Dixie Chicks

After poor ticket sales in at least 12 cities, the politically provocative Dixie Chicks have put their U.S. tour on hold and added more dates in Canada.

Although concert promoters say the shows have not been canceled yet, the slow sales likely will lead to stops being dropped or rescheduled in cities such as Houston, Memphis and St. Louis, the Tennessean newspaper reported.

Some arenas have sold only about 5,000 tickets in contrast to 2003, when the venues mostly were sold out within a few hours. The pop-country group has sold a little more than half of the 14,000 tickets available for a planned Oct. 3 concert in Nashville. When the Chicks played in the city in 2003, tickets were sold out in the first week, the paper said.

In response, the group has added more dates in Canada, including two in Toronto. Tickets in northern U.S. cities such as Chicago and Philadelphia are selling better than in southern and Midwest markets.
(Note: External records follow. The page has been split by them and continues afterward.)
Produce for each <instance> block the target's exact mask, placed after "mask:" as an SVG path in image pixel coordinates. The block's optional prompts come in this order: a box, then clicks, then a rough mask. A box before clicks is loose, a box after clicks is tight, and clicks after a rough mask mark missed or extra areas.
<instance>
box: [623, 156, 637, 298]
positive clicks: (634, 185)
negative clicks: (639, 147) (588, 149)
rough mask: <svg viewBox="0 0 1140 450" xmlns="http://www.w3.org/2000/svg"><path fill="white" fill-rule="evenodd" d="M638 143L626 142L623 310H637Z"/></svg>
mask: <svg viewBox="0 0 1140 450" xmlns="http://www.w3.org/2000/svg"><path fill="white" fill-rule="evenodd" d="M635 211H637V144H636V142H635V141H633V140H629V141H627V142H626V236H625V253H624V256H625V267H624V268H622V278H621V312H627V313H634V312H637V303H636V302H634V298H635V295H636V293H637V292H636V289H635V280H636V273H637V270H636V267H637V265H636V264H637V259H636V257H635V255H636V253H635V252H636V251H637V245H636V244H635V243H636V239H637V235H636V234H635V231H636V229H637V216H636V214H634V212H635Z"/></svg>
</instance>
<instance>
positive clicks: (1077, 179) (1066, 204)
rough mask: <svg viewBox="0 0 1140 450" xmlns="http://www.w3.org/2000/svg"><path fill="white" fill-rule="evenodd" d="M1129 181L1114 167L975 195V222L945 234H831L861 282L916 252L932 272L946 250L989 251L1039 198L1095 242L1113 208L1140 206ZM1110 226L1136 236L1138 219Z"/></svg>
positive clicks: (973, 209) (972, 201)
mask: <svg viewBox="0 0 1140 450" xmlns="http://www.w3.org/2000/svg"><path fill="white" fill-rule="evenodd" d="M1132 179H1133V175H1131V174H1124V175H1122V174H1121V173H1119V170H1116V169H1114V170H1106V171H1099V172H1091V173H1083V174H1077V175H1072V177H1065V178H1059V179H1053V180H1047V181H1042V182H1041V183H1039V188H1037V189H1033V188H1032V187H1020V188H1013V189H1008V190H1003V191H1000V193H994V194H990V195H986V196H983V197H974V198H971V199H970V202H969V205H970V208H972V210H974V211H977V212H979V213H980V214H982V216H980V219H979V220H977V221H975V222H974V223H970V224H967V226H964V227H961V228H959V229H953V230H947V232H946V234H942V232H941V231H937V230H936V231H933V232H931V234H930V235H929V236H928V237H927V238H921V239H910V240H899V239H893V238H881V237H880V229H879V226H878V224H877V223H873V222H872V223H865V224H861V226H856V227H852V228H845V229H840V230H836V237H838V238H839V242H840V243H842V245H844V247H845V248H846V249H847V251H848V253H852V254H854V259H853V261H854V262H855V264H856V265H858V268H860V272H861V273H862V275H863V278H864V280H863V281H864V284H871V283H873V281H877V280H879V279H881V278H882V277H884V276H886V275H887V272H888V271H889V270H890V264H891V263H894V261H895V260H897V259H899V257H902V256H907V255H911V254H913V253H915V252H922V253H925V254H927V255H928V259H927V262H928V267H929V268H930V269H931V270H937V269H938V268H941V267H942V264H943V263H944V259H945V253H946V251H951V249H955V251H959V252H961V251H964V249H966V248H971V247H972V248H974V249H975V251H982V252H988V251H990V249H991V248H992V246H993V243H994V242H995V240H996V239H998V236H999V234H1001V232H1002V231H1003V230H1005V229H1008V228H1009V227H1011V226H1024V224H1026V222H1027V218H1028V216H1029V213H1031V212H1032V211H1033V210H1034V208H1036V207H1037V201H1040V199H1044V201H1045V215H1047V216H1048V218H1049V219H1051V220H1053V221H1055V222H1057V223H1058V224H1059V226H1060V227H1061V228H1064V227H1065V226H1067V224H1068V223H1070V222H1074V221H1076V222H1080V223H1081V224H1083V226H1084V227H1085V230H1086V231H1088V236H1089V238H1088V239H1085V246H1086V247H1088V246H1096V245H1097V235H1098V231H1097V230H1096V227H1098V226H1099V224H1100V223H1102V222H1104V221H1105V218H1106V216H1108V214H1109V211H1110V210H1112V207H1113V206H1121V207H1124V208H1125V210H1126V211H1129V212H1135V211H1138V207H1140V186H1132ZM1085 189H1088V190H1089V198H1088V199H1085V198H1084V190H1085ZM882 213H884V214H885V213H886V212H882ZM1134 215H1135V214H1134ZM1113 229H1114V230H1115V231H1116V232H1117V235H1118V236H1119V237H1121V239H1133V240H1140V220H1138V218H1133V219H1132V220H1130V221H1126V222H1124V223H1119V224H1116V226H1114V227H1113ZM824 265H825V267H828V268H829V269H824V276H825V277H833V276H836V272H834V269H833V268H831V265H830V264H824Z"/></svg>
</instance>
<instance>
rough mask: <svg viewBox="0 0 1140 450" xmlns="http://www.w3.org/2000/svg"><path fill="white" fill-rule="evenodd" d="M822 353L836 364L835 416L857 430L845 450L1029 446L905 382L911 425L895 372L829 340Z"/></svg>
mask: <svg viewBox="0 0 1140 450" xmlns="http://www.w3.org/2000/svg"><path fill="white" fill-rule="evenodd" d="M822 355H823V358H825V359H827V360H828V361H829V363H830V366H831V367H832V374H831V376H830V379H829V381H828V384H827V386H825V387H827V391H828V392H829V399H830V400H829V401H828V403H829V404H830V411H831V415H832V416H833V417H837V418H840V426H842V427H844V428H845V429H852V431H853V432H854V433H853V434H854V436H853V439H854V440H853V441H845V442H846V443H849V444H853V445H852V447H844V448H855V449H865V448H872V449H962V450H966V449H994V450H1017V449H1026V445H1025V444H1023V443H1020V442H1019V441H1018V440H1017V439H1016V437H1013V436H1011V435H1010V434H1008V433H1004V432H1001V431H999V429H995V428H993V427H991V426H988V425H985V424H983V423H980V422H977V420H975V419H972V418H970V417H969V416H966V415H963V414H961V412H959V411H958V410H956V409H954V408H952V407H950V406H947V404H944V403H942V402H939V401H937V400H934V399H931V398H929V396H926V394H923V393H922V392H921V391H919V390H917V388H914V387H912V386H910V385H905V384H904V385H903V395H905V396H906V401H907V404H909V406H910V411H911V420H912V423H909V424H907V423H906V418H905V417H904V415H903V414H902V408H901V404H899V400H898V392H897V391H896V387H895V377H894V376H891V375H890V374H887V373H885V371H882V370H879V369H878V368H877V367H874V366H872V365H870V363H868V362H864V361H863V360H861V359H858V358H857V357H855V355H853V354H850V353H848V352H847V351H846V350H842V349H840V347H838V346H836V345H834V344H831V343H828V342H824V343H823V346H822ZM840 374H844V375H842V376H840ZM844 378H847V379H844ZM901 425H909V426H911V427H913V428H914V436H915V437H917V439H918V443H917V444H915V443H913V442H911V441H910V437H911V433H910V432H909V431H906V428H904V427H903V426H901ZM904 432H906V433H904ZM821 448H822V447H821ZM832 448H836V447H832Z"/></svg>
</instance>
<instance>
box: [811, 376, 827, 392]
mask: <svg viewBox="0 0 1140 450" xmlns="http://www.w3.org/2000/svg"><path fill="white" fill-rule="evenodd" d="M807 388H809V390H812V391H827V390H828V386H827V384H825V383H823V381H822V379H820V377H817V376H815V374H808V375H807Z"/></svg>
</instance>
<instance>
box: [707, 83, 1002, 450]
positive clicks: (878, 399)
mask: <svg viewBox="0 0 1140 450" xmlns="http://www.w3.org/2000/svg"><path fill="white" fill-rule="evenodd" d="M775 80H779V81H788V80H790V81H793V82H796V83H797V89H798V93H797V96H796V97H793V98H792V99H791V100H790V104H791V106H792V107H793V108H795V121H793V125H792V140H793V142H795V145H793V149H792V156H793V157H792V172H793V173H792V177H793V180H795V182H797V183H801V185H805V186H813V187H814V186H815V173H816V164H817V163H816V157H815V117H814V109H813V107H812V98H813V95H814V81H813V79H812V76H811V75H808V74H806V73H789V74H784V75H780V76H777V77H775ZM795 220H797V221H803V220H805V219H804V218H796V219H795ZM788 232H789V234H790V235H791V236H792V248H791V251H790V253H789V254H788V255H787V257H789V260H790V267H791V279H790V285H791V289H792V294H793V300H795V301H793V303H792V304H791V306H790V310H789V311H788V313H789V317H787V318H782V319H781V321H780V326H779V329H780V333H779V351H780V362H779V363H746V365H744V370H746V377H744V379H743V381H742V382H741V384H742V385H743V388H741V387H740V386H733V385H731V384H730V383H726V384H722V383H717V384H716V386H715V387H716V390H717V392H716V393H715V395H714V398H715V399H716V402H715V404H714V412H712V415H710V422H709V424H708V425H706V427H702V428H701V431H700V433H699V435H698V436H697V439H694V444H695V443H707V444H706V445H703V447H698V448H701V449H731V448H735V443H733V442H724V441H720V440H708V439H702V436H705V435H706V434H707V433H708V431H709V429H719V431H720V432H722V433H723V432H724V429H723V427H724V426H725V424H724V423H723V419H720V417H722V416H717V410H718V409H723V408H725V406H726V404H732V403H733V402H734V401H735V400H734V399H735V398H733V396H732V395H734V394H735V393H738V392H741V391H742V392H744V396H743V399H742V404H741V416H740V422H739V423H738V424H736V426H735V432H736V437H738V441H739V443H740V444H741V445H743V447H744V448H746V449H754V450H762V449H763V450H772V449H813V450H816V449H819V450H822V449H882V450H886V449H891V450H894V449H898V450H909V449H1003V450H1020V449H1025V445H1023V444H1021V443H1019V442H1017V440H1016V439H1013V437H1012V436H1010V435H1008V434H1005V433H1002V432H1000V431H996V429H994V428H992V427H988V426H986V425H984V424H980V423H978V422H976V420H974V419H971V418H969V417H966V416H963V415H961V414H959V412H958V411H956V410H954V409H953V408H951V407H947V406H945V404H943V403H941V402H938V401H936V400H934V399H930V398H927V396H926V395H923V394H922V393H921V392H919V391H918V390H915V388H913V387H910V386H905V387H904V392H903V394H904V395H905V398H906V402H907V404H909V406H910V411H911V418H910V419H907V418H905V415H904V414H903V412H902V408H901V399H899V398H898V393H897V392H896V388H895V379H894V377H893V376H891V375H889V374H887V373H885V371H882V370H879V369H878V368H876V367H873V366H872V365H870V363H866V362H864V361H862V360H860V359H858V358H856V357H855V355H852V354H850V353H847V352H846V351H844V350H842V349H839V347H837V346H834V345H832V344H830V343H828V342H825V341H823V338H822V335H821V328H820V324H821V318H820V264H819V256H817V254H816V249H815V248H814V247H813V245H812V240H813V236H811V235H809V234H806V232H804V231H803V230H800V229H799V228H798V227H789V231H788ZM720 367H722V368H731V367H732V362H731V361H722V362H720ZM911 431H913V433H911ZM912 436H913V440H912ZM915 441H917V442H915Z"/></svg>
Many country music fans turned on the Texas trio in 2003 after lead singer Natalie Maines made disparaging comments about President Bush in front of a London audience.

“Just so you know, we’re ashamed the president of the Unites States is from Texas,” Maines said.

Radio stations immediately pulled their songs from rotation and the group’s No. 1 single, “Travelin’ Soldier,” plummeted to No. 63 within days.

As WND reported in 2003, two disc jockeys in Colorado Springs, Colo., were suspended for playing the group’s songs. Station Manager Jerry Grant told WND the decision in the “military town” was based on “a huge outcry from our listeners: Do not play the Dixie Chicks.”

WorldNetDaily also reported a radio station in North Carolina offered ticket holders of a Dixie Chicks concert in Greensboro the opportunity to use their tickets at an alternative “patriotic event” the station sponsored the same night – just in case Chicks fans want to send a message to the group in response to its comments about Bush.

After the controversy, Maines apologized for the comments but then retracted her apology last month.

“I don’t feel that way anymore, “she told Time magazine. “I don’t feel like [the president] is owed any respect whatsoever.”

The group is not doing well on the country charts as most country stations have refused to add its new single, “Not Ready to Make Nice.” The angry lyrics take jabs at fans and program directors that boycotted the group after the London comments.

The Chicks’ album “Taking the Long Way Home,” however, is No. 1 on Billboard’s album chart. Many industry experts credit those sales to the influx of media coverage surrounding the album release, including appearances on CBS’ “60 Minutes” and a cover story in Time magazine.

Despite the controversy, Maines remains defiant. On the Dixie Chicks Official Artist Club website, she writes a letter to fans explaining how she called Ozzy Ozbourne for public relations advice.

“He said ‘f*** it.’ I like that advice. I think I’ll do just that. So from here on out when you call for a statement, explanation, apology, etc., we are just going to have to refer you to this letter.”